Lenovo is offering buyouts to some employees as it begins to focus on integrating Motorola Mobility and IBM’s x86 server business into the fold.
Lenovo last year spent almost $5 billion buying IBM’s low-end server business and Motorola from Google. The moves instantly made Lenovo the number-three vendor in both the global server and smartphone markets, complementing its status as the world’s top PC maker.
With the deals closing in the fall, the work turns to bringing the new businesses into the larger Lenovo fabric.
In an interview with The Wall Street Journal, CEO Yang Yuanqing said: “Now we need to pay more attention to the integration,” Yang said from the 2015 Consumer Electronics Show (CES) in Las Vegas.
Part of that integration apparently involves workers. The company, which has more than 60,000 employees worldwide, added about another 10,000 when it acquired Motorola and the IBM server business. Lenovo spokesman Ray Gorman has told media outlets that buyouts were offered to some employees in the United States, China and Japan, though he declined to say exactly how many workers are eligible.
The voluntary buyouts were offered in December, and the deadline for accepting them closes Jan. 9.
“We are putting this program in place to support a career, talent and skill-set transition that will help Lenovo remain competitive in a rapidly changing marketplace,” Gorman said in an email to the Charlotte News & Observer. “It’s also a benefit for those employees who plan for an earlier retirement, want to pursue volunteer activities or are considering a second career.”
It was a year ago that Lenovo, just days apart, announced it was buying IBM’s server business for $2.1 billion and handset maker Motorola Mobility from Google for about $2.91 billion. The announcements of the acquisitions came a year after Lenovo had unseated Hewlett-Packard as the top vendor in a PC market that had seen global sales fall dramatically since 2011, due in large part to the growing popularity of tablets.
Lenovo officials have said PCs will continue to be a central part of their corporate strategy going forward, but the IBM and Motorola deals were part of the company’s larger ambitions to become a dominant player in all segments of computing. They are hoping to replicate in servers and smartphones the success Lenovo has had in PCs since buying IBM’s PC business in 2005.
Just before closing the IBM server deal in October, Yang said in a conference call that executives would push to rapidly grow its Enterprise Business Group over the next year, making it a profitable unit with more than $5 billion in revenue.

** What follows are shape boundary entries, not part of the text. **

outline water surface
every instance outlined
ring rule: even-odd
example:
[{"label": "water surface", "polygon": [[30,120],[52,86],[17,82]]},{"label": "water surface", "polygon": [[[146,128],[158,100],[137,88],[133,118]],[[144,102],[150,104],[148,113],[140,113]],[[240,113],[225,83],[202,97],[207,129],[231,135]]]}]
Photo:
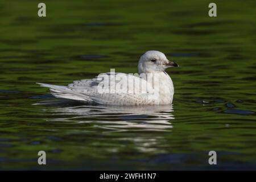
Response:
[{"label": "water surface", "polygon": [[[216,1],[216,18],[207,1],[44,2],[43,18],[0,2],[1,169],[256,169],[255,1]],[[172,105],[85,105],[35,84],[136,73],[151,49],[180,65]]]}]

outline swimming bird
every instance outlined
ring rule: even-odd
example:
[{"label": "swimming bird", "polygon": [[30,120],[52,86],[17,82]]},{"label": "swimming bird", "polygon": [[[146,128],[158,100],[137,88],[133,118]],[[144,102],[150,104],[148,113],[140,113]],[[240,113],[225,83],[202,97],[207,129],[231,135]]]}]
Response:
[{"label": "swimming bird", "polygon": [[55,97],[103,105],[165,105],[172,102],[172,81],[165,72],[179,67],[159,51],[148,51],[140,58],[139,75],[110,72],[96,78],[74,81],[67,86],[36,82],[49,88]]}]

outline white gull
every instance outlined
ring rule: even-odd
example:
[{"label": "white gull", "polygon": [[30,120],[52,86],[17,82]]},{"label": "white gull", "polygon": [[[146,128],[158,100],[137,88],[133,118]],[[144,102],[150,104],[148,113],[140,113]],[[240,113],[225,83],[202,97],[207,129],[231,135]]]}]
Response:
[{"label": "white gull", "polygon": [[[117,105],[171,104],[174,88],[165,70],[178,66],[169,61],[163,53],[148,51],[139,59],[139,76],[110,72],[101,73],[93,79],[74,81],[68,86],[37,84],[49,88],[56,98],[89,103]],[[102,85],[105,86],[103,90],[99,89]]]}]

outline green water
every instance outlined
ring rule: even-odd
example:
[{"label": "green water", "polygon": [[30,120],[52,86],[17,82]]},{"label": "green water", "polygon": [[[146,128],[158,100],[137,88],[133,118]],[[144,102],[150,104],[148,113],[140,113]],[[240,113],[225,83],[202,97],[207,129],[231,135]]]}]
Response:
[{"label": "green water", "polygon": [[[256,169],[255,1],[214,1],[216,18],[210,1],[44,2],[46,18],[0,2],[1,169]],[[84,105],[35,84],[136,73],[152,49],[180,65],[172,106]]]}]

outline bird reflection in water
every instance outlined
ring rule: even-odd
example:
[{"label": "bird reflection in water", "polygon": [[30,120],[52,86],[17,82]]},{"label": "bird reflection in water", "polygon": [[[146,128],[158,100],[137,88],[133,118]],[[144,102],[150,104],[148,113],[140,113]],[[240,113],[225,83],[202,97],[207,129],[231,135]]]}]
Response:
[{"label": "bird reflection in water", "polygon": [[171,120],[174,119],[172,105],[84,105],[68,100],[41,101],[36,104],[50,106],[47,111],[55,117],[49,121],[94,123],[95,127],[109,131],[168,131],[172,128]]}]

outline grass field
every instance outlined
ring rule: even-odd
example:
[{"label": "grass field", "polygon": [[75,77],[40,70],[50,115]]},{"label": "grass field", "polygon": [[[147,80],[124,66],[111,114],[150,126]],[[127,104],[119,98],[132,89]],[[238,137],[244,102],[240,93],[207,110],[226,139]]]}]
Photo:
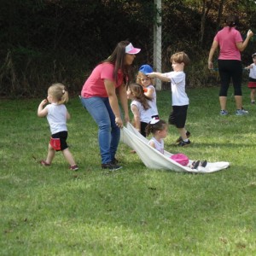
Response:
[{"label": "grass field", "polygon": [[[49,138],[42,99],[0,100],[0,255],[256,255],[256,106],[243,88],[247,116],[220,116],[218,88],[188,90],[193,143],[166,149],[190,159],[229,161],[212,174],[145,167],[120,143],[123,168],[101,169],[96,124],[79,97],[67,105],[68,143],[79,170],[61,153],[41,166]],[[171,93],[158,92],[167,119]]]}]

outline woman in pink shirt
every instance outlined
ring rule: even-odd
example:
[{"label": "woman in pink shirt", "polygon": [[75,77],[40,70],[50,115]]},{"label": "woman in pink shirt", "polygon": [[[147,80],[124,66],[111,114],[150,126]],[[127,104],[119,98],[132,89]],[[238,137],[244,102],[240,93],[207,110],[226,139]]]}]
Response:
[{"label": "woman in pink shirt", "polygon": [[230,15],[226,20],[226,26],[215,36],[208,57],[208,68],[212,69],[212,57],[214,52],[219,46],[219,55],[218,59],[218,73],[220,77],[221,87],[219,90],[220,114],[227,115],[226,110],[227,93],[230,79],[234,86],[234,95],[236,105],[236,115],[248,113],[242,108],[241,96],[241,77],[242,67],[241,61],[241,52],[248,44],[249,39],[253,36],[251,30],[247,32],[247,38],[242,41],[242,38],[236,26],[239,20],[235,15]]},{"label": "woman in pink shirt", "polygon": [[81,91],[82,104],[98,125],[102,169],[121,168],[115,159],[123,127],[117,95],[129,121],[125,85],[131,80],[131,64],[140,50],[128,41],[119,42],[111,55],[95,67]]}]

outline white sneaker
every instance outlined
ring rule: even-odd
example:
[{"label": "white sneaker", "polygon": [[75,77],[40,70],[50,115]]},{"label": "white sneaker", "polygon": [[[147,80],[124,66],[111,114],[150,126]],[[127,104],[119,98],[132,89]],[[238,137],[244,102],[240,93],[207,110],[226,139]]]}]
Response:
[{"label": "white sneaker", "polygon": [[245,115],[247,114],[249,112],[244,109],[236,109],[236,115]]}]

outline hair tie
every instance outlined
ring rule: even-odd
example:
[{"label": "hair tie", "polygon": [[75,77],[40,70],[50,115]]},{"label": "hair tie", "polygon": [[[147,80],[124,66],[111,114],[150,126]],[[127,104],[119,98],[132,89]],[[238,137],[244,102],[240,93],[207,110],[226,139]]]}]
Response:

With Motorola, Lenovo officials are looking to extend the company’s reach into the smartphone market, including in its home base of China, where such companies as Xiaomi are building worldwide brands with devices that offer the same capabilities as those from well-known vendors like Samsung, but at lower prices and often without contracts. Motorola officials on Jan. 6 said that next month they will sell the Moto X and other smartphones in China.
CEO Yang told The Wall Street Journal he expects Motorola to expand what Lenovo does in China while giving it greater access to the U.S. market. He added that Lenovo and Motorola will have distinct missions going forward.
“Lenovo will continue to focus on the carrier market, so probably mainstream to entry-level [prices],” Yang said. “Motorola will focus more on the open market and online sales … the premium and mainstream price bands.”